95. Lesley Spires from Queen Charlotte's and Chelsea Hospital, London identified women from the travelling community as a group "who traditionally do not attend for antenatal care." She went on to cite as a reason for this non-attendance "that barrier where women feel they cannot trust the professionals."[81] We are concerned that prejudice on the part of health service staff has perpetuated this mistrust.

96. The Department assured us that the Children's NSF would examine how to make services more accessible for travellers, and that it was funding the Maternity Alliance project which would involve consultation with women and with health professionals to produce guidance on service delivery and provision of information.[82]

Those who live under threat of domestic violence

97. Some 12% of the women whose deaths were reported in the latest CEMD had disclosed that they were subject to domestic violence. All of the evidence we received on this aspect of our inquiry stated that domestic violence often starts or intensifies when a woman is pregnant.

98. Violence during pregnancy is associated with premature birth, low birth weight, fetal injuries to limbs and organs, placental abruption[83] and premature spontaneous rupture of the membranes.[84] However, women who are subject to domestic violence may be reluctant to come forward for care, may have a partner who prevents them from attending, or prevents them from participating fully in discussions at antenatal appointments. They may be reluctant to disclose abuse if they have fears about confidentiality. It was also pointed out to us that it was no good for staff to identify domestic violence if nothing could be done to help women facing this problem.
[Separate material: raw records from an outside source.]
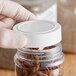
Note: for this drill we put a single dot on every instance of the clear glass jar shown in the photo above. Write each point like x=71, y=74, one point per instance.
x=67, y=18
x=48, y=61
x=42, y=56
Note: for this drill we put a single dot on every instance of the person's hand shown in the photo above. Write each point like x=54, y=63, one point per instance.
x=10, y=12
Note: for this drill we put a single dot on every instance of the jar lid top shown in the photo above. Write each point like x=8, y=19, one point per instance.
x=40, y=33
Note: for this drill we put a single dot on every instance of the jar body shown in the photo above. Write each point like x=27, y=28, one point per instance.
x=36, y=6
x=67, y=18
x=40, y=63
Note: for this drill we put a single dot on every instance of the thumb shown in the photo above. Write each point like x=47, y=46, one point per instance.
x=11, y=39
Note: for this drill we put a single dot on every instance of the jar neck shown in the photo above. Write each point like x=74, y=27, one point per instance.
x=53, y=53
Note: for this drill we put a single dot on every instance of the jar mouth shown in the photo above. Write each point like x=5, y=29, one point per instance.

99. We believe that domestic violence is substantially under-reported and that the true scale of the problem remains unknown. We endorse the RCOG's call for further research into the prevalence of domestic violence, and into effective models of intervention. All maternity services need to have access to support services, to which they can refer those who are suffering from domestic violence. All women should have ready access women's refuges so that maternity services can protect women who disclose domestic violence from further abuse.[85]

Those with severe mental health problems

100. Why Mothers Die provides worrying evidence that some women with mental health problems do not gain access to appropriate maternity care. In working with the Office for National Statistics to identify deaths that previously would have passed unrecognised by the Enquiry, CEMD found that information on maternal deaths from mental illness had been subject to "a large degree of under-ascertainment". However, in terms of the deaths which were recognised, when all deaths up to one year from delivery were taken into account, suicide was the leading cause of 'indirect' death (death from a medical condition exacerbated by pregnancy) and also the leading cause of maternal deaths overall.[86]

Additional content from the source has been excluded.